Question

Ap Calculus BC 2002 Form B Question 4?

Answer 1

a) We're going to have to recall the FTC here.

`g(6) = 5 + int_6^6 f(t) dt`

We know that `int_a^a "anything" dx = 0`, therefore `g(6) = 5`.

`g'(6) = d/dx(int_6^x f(t) dt) = f(6) = 3`

`g''(6) = d/dx(f(6)) = 0` because the tangent is horizontal

b) Since `g'(x) = f(x)`, we seek to find the intervals where `f(x)`, or `g'(x)` is negative.

This will be `[12, 15]` and `[-3, 0]`

c) Concavity is determined by the second derivative.

`g''(x) = f'(x)`

We are looking for places on the given graph where the tangent line's slopes are negative, or when the graph is decreasing (since we seek the intervals where `g` is CONCAVE DOWN.

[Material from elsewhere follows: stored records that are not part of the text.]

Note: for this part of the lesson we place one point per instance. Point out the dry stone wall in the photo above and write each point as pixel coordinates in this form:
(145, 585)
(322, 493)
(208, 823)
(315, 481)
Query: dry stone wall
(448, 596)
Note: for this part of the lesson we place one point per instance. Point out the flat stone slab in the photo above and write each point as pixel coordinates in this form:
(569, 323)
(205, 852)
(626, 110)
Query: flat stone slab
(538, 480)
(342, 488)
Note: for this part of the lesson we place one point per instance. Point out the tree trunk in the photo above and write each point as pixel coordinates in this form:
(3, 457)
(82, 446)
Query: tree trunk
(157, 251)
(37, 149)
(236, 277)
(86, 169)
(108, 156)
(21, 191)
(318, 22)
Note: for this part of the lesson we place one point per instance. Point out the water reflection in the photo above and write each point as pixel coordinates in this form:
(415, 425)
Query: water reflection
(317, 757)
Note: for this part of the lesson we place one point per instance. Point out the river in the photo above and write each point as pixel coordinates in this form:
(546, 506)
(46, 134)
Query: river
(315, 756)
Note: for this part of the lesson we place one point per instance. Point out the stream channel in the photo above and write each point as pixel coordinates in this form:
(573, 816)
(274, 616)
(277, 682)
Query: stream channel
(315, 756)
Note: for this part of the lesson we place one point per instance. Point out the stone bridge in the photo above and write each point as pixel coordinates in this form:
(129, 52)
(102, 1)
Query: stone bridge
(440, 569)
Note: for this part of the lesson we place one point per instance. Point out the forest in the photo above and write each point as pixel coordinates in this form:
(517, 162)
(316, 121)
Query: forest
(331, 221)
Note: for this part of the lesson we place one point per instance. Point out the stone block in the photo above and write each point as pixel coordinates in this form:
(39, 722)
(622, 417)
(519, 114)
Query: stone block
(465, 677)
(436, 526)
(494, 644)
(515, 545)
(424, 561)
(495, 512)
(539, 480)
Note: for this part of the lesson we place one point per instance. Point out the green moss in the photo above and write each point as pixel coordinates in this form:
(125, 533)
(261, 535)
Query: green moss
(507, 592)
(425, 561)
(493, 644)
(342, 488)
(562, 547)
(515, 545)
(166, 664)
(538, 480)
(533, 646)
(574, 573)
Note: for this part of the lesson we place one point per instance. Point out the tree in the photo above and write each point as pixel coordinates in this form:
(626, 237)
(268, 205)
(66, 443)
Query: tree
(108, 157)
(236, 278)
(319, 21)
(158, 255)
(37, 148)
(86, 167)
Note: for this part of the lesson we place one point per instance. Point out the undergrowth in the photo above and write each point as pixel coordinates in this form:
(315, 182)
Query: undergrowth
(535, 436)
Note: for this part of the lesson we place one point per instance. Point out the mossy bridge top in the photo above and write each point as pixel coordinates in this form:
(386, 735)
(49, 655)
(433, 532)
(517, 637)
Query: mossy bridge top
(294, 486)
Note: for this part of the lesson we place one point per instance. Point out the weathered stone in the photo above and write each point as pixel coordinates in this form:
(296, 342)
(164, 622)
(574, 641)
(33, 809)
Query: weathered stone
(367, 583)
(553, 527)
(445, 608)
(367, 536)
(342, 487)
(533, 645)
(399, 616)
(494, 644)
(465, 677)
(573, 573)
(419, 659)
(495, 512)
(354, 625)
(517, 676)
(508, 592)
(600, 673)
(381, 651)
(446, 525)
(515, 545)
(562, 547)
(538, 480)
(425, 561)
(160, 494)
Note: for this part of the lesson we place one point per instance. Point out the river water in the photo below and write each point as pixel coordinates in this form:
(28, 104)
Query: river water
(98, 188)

This will occur on `(6, 15)`

d) The trapezoidal approximation is simply done by drawing trapezoids on the graph and adding up their areas.

`A = 3(-1)/2 + 3(1)/2 + (1 + 3)(3)/2 + (1 + 3)(3)/2 + 3(1)/2 + 3(-1)/2`

`A = 6 + 6 = 12`

Thus the approximation for `int_(-3)^15 f(x) dx` is `12`.

Hopefully this helps!